Эти звуки топора отчетливо слышал, когда писал — примерно в то же время, когда и Бунин подсмотрел эту сцену, — свою книгу «Фабричная инспекция в России» и мой прадед — фабричный инспектор Александр Александрович Микулин, за которого вышла замуж по взаимно светлой и горячей любви Верочка — Веренок — Вера Егоровна Жуковская, ставшая отныне Микулиной. Трудно было тогда придумать ненадежнее, бесперспективнее, неблагодарнее и искусительнее для души поприща, нежели профессия ее мужа — фабричная инспекция, суть деятельности которой предполагалась в контроле за соблюдением прав рабочих на фабриках и в почти постоянных напряженных конфронтациях с хозяевами этих фабрик.
Однако к чести того времени и Верховной власти, к чести и самого Александра Александровича, забегая вперед, скажу, что на этом трудном и чреватом неприятностями (и они все-таки были…) поприще он, вчерашний студент Технического училища, рядовой инженер-механик, правда очень родовитый (Рюрикович, потомок князей Микулинских-Тверских), хотя и совершенно неимущий дворянин — кроме клетчатого пледа, шевелюры, хрустальной честности и великого трудолюбия — так вспоминала отца моя бабушка, — он не имел ничего, сумел дослужиться до чина действительного статского советника (штатского генерала по Табели о рангах) и звания камергера двора Его Императорского Величества. Правда, ботинки у этого досточтимого камергера были всегда чиненными-перечиненными, а нередко и каши просили, а при дворе он практически и не бывал, только когда вызывали в Петербург для доклада. Он не любил придворную жизнь, свет, обычаи знати. Этот Рюрикович был по душе народолюбцем, не барином. Сказала бы — демократом, да более опоганенного понятия нынче не существует. А доказать, что бывает и совсем иной демократизм, здесь, пожалуй, не потяну.
Вот только в тайниках сердца этого чУдного, хорошего, умного и доброго человека таяла вера. Тому были и многие причины в его собственной почти сиротской судьбе и образе жизни. Разумеется, он никогда сам не говорил о своих сомнениях в вере, о своем охлаждении, и себя никому не выдавал: исправно исполнял все церковные предписания, молился вместе с горячо верующей семьей, но дети его — моя бабушка во всяком случае, — это неверие очень остро чувствовали…

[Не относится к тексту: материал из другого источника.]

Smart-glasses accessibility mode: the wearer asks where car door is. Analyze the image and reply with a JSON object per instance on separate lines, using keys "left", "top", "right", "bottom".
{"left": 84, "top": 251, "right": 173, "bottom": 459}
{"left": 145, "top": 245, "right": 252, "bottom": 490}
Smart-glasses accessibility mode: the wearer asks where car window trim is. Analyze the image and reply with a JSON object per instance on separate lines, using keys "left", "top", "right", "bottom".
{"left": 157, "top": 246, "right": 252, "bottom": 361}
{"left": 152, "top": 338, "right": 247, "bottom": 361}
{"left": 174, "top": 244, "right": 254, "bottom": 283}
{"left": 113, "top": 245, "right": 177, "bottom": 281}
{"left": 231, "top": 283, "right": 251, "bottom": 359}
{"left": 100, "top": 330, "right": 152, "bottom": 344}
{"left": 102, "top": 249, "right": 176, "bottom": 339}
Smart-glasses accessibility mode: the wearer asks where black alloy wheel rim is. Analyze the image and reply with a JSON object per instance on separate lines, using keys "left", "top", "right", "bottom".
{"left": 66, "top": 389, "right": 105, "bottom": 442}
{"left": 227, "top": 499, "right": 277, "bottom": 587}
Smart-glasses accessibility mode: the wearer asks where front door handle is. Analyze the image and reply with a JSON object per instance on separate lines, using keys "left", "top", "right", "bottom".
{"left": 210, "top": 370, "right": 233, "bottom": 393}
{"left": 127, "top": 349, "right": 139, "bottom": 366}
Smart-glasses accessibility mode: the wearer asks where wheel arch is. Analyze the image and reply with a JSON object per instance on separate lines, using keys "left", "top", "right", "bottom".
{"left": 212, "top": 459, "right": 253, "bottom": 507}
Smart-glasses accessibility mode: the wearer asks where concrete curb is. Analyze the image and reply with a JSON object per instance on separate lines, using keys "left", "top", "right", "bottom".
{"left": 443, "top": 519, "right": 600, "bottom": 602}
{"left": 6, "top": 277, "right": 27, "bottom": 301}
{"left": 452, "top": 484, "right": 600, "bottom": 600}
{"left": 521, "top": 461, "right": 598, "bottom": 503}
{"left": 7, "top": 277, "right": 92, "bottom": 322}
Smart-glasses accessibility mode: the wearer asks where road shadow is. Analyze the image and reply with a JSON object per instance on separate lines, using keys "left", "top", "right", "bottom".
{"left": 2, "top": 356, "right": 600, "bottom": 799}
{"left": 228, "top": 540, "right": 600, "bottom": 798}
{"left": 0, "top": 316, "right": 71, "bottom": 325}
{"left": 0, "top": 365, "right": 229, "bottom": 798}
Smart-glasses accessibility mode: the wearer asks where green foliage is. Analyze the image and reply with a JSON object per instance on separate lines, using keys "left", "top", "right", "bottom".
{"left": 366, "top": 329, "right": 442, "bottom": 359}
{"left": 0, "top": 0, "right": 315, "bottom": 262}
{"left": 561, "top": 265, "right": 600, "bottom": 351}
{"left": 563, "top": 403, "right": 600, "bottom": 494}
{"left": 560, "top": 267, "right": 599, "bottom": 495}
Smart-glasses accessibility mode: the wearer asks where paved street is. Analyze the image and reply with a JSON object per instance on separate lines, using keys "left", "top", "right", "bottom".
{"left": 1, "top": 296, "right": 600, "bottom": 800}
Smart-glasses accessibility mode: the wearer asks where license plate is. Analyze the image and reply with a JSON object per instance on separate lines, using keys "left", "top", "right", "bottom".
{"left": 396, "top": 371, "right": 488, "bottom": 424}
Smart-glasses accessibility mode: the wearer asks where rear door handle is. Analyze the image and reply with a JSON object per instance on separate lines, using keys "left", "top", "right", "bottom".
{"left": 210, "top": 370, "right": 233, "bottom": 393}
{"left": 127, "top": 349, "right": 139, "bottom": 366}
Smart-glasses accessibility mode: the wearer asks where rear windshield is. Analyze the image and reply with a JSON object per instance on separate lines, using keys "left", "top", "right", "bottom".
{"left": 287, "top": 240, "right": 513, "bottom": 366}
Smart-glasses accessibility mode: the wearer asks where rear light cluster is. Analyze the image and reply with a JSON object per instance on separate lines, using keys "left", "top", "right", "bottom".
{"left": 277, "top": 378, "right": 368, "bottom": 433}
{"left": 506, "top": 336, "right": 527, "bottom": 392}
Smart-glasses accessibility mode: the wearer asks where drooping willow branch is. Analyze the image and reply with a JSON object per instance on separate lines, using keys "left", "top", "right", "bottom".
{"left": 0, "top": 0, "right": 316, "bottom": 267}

Александр Александрович написал классический труд об истории фабричной инспекции в России, без которого ни сегодня, ни сто лет назад не обходился ни один историк русского капитализма. Надо ли оговаривать, что сам Александр Микулин был не просто чиновником, но настоящим печальником простого рабочего люда — поприще в свете тогда весьма не популярное — нет, ни тогда, ни ныне, поскольку вот уже скоро 100 лет, как все ужасы революции осели в сознании многих миллионов мрачным пятном и на отношение к тем, кто трудился над созиданием русской мощи: оружия, танков, машин военных, и мирных, — к простому русскому рабочему, к тому, что жил в тех фабричных бараках, о которых мы писали немного ранее, к тому мужичку с чугунными брусками и гайками, который готов был вдавиться в стену в обществе чистых дачников.
Здесь пролегал главный нравственный водораздел не только в большом обществе, но даже и в семьях. Выход из русского тупика искали все, и на разных направлениях, — но только не в вере отцов.
…Впрочем, среди «чистых» в том вагоне ведь мог оказаться и Жуковский, и сам Микулин, — вечные и неутомимые труженики, бессребреники, которые тоже вполне могли ехать на том самом поезде из, предположим, Киева — в Москву или в Орехово, где обычно жила летом Вера Егоровна с детьми и Анной Николаевной.
Жуковский и Микулин были очень дружны, хотя последний и стал бывать в их доме поначалу как ученик Николая Егоровича. Но пришла любовь, и семья Жуковских приняла Микулина в свое доброе сообщество: да и кто бы смог справиться с упрямством всеобщей любимицы Верочки?